Uma história de vida, que mete touros

Há duas décadas, estava instalada no país a polémica sobre os touros de morte, por causa da morte do touro pelos barranquenhos durante as festas anuais. Sempre fui contra os touros de morte e, como normalista que sempre fui (agora menos), não percebia porque é que o Estado continuava a tolerar aquela excepção - se, naquela altura, houvesse facebook teria desancado forte nos políticos “fracos” que permitiam aquela violação da lei.
No verão seguinte, resolvi fazer um desvio na viagem da semana de férias no Algarve, e aproveitar para conhecer alguma coisa de Barrancos (daquele povo bruto que matava o touro e desafiava a autoridade do Estado). Almocei em Monsaraz (nas viagens para o Algarve aproveito sempre para desfrutar da cozinha alentejana) e continuei por estadas estreitas e com mau piso até Barrancos. Chegado ao centro da vila, no alto, deparei-me com uma praça pequena, com piso de rocha natural irregular, circundada por casario terreno, de pedra e telhados com telha de canudo, pobre e degradado; uma taberna/café no lado este; velhotes sentados nas lajes em frente às casas, no lado com sombra, agarrados ao seu cajado; e dois ou três garotos a dar pontapés numa pequena bola de plástico. Fui á taberna beber uma bebida fresca; dei uma pequena volta à pequena vila e parei por uns momentos junto ao carro, na praça, antes de retomar a viagem. Lembro-me como se fosse hoje: senti um arrepio que me contraiu a face, desceu e contraiu barriga (uma espécie de murro no estômago), e soou-me este grito na cabeça: fxxx-se, Adelino; estás errado! E este povo está certo! Este povo, que não tem quase nada, tem a dignidade suficiente para não abrir mão da sua cultura, da sua história, das suas tradições, dos seus laços. Percebi naquele momento porque é que aquelas festas se continuavam a realizar daquela forma, com aquele esforço e galhardia, com aquele sentido comunitário, onde o touro é lidado, morto, esfolado, cozinhado e comido pela pobre comunidade. Aquela gente não celebra a morte, celebra a vida e a alegria (talvez a única do ano); aquela gente não é bruta, é fraterna; aquela gente não é baixa, é Grande.

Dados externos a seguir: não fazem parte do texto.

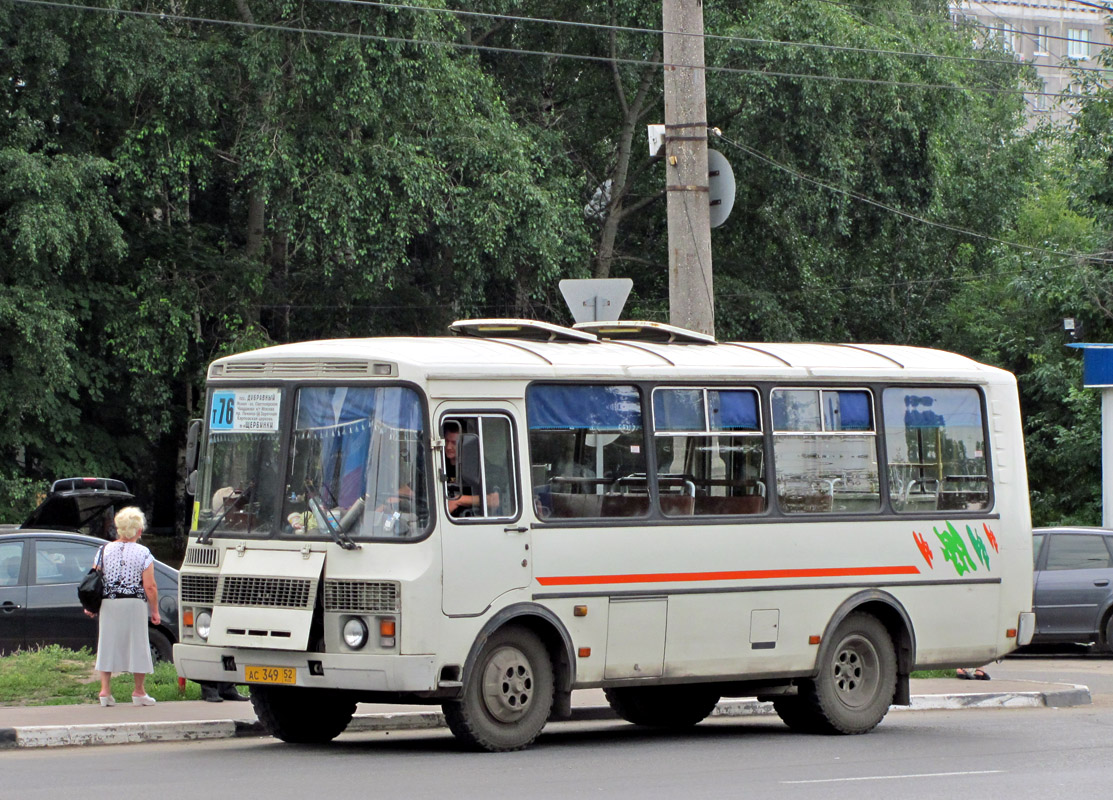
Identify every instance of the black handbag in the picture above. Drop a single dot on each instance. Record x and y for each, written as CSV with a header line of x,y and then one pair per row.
x,y
91,589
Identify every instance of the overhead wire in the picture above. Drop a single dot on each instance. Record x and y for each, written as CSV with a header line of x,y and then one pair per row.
x,y
946,226
543,53
659,31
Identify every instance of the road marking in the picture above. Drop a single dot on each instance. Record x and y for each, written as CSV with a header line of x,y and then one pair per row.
x,y
889,778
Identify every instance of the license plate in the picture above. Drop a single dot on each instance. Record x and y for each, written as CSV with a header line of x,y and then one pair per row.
x,y
271,674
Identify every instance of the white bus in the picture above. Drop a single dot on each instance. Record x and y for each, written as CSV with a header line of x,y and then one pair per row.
x,y
491,520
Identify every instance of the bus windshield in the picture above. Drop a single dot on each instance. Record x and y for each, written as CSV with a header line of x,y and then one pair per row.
x,y
355,467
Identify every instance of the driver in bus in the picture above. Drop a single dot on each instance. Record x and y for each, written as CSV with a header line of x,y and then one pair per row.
x,y
462,499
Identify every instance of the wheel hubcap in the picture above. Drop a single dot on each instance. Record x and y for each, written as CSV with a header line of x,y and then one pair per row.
x,y
855,671
508,684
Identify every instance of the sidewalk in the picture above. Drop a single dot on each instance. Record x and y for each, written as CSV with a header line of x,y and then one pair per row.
x,y
60,726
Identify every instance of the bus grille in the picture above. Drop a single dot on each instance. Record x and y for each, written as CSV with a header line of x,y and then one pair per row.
x,y
266,592
372,596
197,589
202,556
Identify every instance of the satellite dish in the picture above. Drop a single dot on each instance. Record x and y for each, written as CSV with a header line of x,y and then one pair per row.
x,y
720,187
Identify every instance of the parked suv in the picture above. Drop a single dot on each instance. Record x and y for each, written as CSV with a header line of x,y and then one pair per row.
x,y
1073,595
42,561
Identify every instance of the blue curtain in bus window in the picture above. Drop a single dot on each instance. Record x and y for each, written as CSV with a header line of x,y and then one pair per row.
x,y
734,410
847,411
340,417
678,410
569,407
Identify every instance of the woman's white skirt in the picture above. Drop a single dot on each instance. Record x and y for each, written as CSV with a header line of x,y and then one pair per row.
x,y
122,644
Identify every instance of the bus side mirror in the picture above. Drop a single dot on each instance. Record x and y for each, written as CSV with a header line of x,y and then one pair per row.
x,y
191,441
469,466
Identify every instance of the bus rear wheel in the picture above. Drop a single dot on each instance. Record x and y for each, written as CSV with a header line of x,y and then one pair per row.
x,y
856,681
302,715
662,707
508,695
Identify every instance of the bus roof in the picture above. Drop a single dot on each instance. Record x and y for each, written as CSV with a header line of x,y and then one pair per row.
x,y
583,356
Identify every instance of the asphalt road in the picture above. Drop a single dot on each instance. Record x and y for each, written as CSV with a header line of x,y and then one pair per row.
x,y
988,753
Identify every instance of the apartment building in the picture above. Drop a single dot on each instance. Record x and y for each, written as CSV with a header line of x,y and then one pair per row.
x,y
1052,35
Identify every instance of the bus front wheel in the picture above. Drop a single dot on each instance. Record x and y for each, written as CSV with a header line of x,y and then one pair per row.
x,y
508,695
302,715
856,681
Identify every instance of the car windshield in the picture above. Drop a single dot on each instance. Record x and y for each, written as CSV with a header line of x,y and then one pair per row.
x,y
355,464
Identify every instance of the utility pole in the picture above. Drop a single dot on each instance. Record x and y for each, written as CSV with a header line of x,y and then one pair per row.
x,y
691,300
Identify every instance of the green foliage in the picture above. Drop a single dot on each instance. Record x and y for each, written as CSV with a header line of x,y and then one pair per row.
x,y
171,191
53,675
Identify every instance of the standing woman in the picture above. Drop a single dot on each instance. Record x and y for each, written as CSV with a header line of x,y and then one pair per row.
x,y
129,581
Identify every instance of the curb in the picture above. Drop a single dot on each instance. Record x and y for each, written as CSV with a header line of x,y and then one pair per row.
x,y
131,732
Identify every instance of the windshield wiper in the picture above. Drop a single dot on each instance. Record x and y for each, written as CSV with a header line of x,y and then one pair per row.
x,y
237,503
337,529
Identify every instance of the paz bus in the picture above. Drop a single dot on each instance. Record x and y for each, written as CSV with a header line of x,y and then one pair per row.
x,y
492,520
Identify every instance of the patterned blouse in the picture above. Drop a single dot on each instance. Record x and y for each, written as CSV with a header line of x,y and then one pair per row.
x,y
122,564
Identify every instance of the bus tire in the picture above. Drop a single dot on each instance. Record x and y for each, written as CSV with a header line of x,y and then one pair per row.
x,y
857,679
508,695
302,715
662,707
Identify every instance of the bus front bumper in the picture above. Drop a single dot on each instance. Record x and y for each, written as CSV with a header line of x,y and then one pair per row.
x,y
373,673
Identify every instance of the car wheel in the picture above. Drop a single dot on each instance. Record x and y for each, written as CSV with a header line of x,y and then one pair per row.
x,y
161,648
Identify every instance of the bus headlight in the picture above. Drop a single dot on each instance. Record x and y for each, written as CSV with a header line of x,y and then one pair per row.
x,y
203,624
355,633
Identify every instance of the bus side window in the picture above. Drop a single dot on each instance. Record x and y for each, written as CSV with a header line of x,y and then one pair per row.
x,y
479,467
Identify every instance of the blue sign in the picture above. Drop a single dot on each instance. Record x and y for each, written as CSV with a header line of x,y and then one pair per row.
x,y
1096,364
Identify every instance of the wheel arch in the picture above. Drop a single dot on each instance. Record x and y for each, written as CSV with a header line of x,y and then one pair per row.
x,y
552,633
892,614
1103,625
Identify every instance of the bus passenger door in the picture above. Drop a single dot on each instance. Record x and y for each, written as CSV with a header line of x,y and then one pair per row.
x,y
484,542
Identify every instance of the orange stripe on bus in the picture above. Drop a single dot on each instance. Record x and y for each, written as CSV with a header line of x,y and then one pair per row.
x,y
735,575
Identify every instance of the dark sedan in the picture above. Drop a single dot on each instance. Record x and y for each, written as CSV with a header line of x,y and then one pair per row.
x,y
42,561
1073,594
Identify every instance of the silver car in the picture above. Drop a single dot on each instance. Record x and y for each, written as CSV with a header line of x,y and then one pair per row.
x,y
1073,594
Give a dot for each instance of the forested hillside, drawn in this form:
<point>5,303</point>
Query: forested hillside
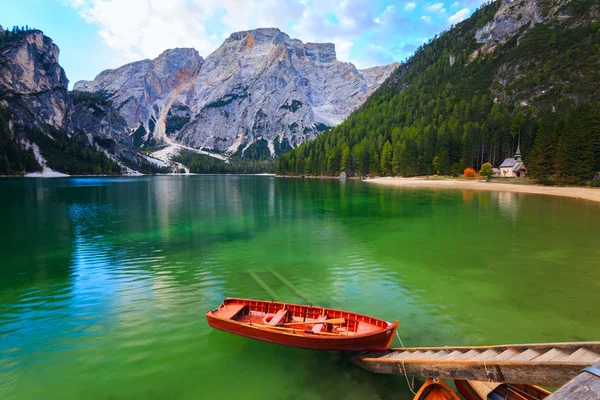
<point>469,95</point>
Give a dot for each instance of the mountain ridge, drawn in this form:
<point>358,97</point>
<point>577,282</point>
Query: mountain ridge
<point>259,88</point>
<point>515,71</point>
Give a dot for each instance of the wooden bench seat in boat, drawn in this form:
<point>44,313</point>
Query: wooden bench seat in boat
<point>319,327</point>
<point>279,317</point>
<point>231,310</point>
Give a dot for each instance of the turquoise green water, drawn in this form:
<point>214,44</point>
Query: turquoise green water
<point>104,282</point>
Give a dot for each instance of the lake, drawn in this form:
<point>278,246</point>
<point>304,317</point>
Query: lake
<point>104,282</point>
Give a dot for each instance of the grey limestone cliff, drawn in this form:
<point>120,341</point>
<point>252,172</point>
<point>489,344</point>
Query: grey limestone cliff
<point>258,86</point>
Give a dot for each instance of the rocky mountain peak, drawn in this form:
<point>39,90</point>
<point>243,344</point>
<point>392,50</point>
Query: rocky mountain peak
<point>259,88</point>
<point>32,65</point>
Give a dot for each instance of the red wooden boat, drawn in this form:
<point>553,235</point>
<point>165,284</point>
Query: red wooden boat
<point>480,390</point>
<point>434,389</point>
<point>302,326</point>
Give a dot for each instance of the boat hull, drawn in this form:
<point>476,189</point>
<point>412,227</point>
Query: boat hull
<point>375,341</point>
<point>434,389</point>
<point>474,390</point>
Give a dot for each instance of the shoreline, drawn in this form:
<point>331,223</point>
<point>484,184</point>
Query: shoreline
<point>573,192</point>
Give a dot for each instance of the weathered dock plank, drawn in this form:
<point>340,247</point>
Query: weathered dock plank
<point>585,386</point>
<point>547,364</point>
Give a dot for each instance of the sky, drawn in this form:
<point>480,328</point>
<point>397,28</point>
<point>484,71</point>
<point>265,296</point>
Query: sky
<point>94,35</point>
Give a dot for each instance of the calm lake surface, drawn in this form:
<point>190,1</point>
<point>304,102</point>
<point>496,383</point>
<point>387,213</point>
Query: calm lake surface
<point>104,282</point>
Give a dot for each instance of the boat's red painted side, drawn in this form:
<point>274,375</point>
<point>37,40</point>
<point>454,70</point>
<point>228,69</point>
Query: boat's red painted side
<point>378,340</point>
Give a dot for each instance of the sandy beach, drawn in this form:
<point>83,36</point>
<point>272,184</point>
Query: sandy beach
<point>578,193</point>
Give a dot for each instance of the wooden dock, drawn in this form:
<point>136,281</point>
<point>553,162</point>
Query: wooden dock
<point>550,364</point>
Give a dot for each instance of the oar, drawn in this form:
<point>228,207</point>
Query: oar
<point>300,330</point>
<point>327,321</point>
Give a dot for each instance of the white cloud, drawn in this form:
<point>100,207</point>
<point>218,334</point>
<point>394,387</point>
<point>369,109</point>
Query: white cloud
<point>137,29</point>
<point>437,7</point>
<point>459,16</point>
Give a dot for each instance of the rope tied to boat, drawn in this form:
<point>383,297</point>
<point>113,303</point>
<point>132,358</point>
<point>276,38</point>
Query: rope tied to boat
<point>403,370</point>
<point>487,372</point>
<point>401,344</point>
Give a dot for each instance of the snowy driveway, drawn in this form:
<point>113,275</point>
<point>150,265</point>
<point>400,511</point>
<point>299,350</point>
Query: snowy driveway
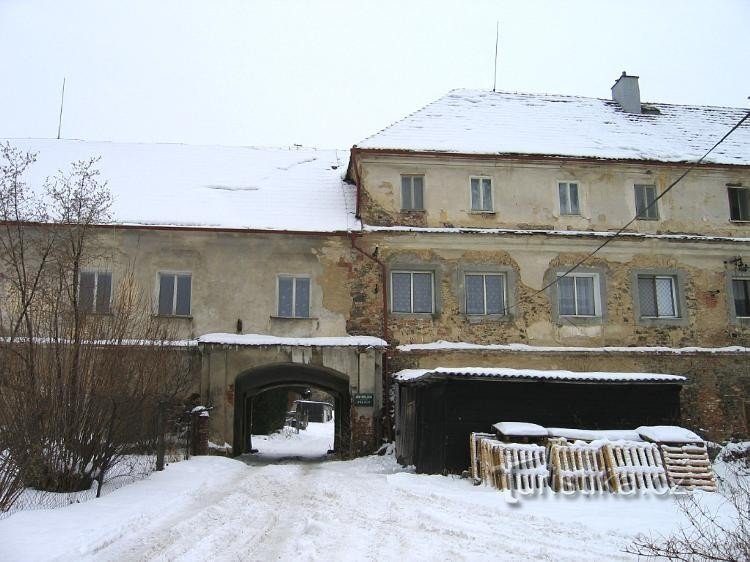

Parti, voltei atrás - porque junto à fronteira não existia estrada que ligasse ao Algarve -, atravessei a fronteira, andei muito até Huelva, entrei ao fim da tarde pela fronteira de Vila Real de Santo António com a garota pequena chateada porque tinha perdido uma das poucos tardes de praia que tinha para gozar. Mas eu recebi uma grande lição de vida.